Optimists claim China can manage the situation — that the command nature of its financial system means it can orchestrate the monetary policy needed for a soft landing. But that’s not how this kind of thing usually ends. The City broker turned fund manager Terry Smith pointed out to me a comment made by a former Bank of China official in Davos last week. Yong Ding noted that China really needed to start tightening monetary policy — cutting rates, reining in bank lending — to prevent a ‘bubble in property and stock markets’. That would be reassuring if those bubbles didn’t already exist; and if it wasn’t exactly what the governor of the Bank of Japan was saying in 1989 just before the great Japanese bubble turned into one of history’s most spectacular crashes.

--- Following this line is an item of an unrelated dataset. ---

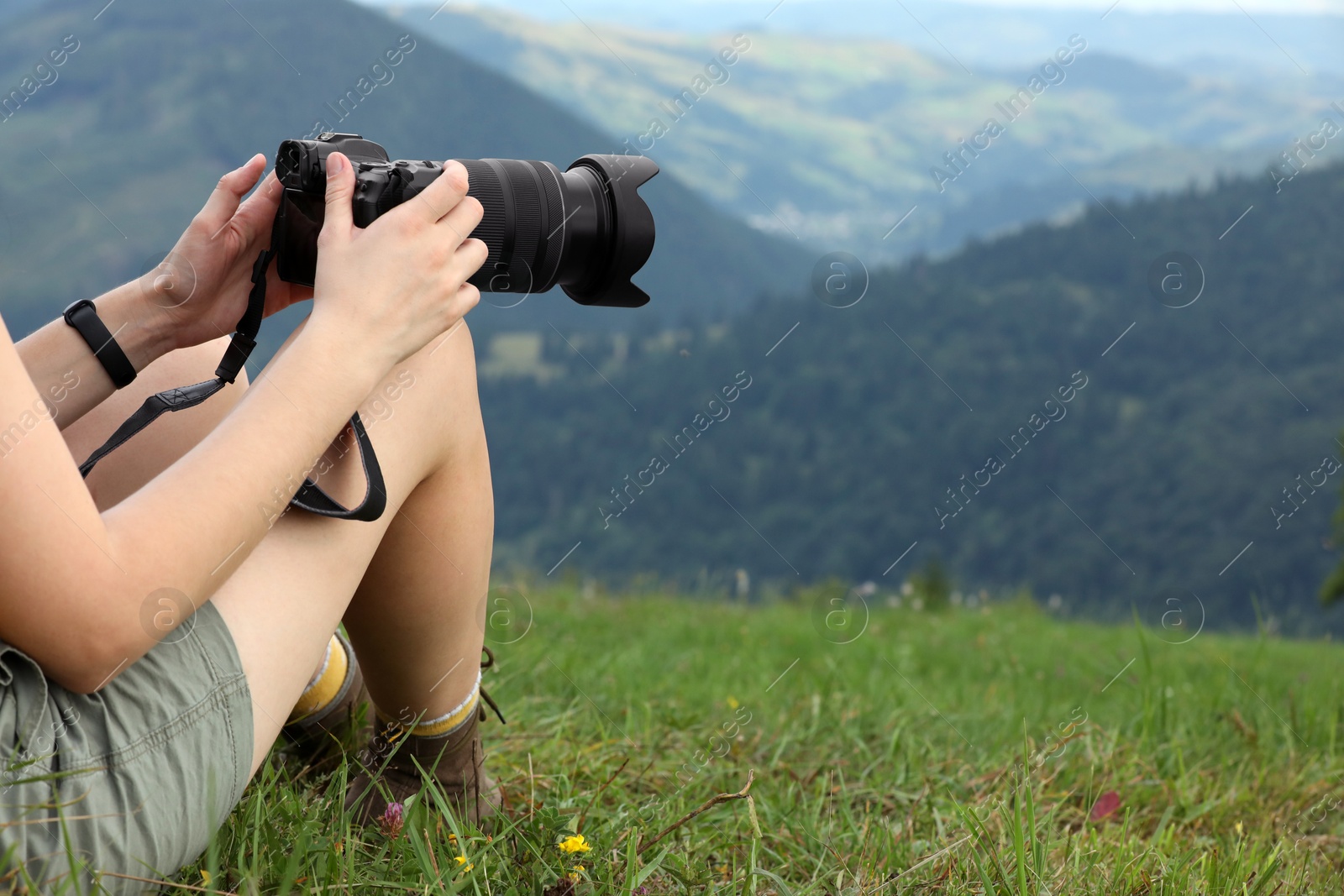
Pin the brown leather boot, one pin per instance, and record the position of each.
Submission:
(454, 761)
(344, 723)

Markets hate inflation for several reasons. First, it eats away the profits of companies without real pricing power. Second, it tends to lead to tighter monetary policy, stopping firms from borrowing to expand. Third, it prompts policy error: interest rates rise too slowly and inflation goes out of control, or they rise too fast and you end up with deflation. And as much as markets hate inflation, they really, really hate deflation.

But inflation isn’t the only reason to think that emerging markets aren’t quite the place to be at the moment. The other is liquidity. One reason Asian markets have been bid up strongly is quantitative easing. This works in asset markets a bit like a hot potato. The US Federal Reserve creates new money to buy Treasury bonds. The seller uses the money to buy US equities. The seller of those uses the money to buy a fund invested in Taiwan. Round and round the money goes, and the result is a surge of cash pouring, on this occasion, into Asian assets.

But what if it turns out QE is actually working? It may not be doing much for US household spending, but as Henry Maxey of the Ruffer investment group notes, it might be doing something for corporate spending, ‘the key to any recovery’.

By taking deflation — the thing companies fear most — out of the equation, QE might be encouraging them to borrow and invest. That might be why some US measures of business expansion are running at their highest levels since 1988. Suppose this keeps going, and that everyone then sees prospects genuinely improving, the dollar stabilising and the threat of more QE disappearing. All that could pull liquidity out of emerging markets, bringing the boom there to an abrupt end.

Alongside the fact that things aren’t as bad as they might be in the US, it’s worth noting that even as eurozone politicians continue to bicker about their sovereign debt difficulties, confidence in parts of Europe is coming along nicely: German unemployment is at an 18-year low as exports boom on the back of a weak euro, and European retail sales rose at their fastest rate in four years in January.

None of this is to suggest that you will automatically make money investing in the West over the long term. You probably won’t. Why not? I refer you to two valuation measures that seek to tell us where markets will go over ten to 20 years, the cyclically adjusted price-earnings ratio and the Q ratio of market value to underlying asset value. According to their biggest fan, the strategist Andrew Smithers, they now tell us that the US market is around 70 per cent overvalued. That doesn’t mean it will collapse tomorrow but it does point towards muted expectations of future returns.

So if I had to choose where to place my bets, it wouldn’t be anywhere in Asia (Japan excepted). It might be France, the UK, the US or most likely Germany — which also has an increasingly rare factor in its favour: not being expensive. Despite its sharp rise since 2009, the DAX trades on an average p/e of around 11 times.

Dumping Asia for Germany and America is, for sure, not what most of your financial advisers are likely to be recommending. But the trade of the decade I declared a decade ago — buy gold, sell equities — didn’t do too badly. And I might be right again.

Merryn Somerset Webb is editor in chief of Moneyweek.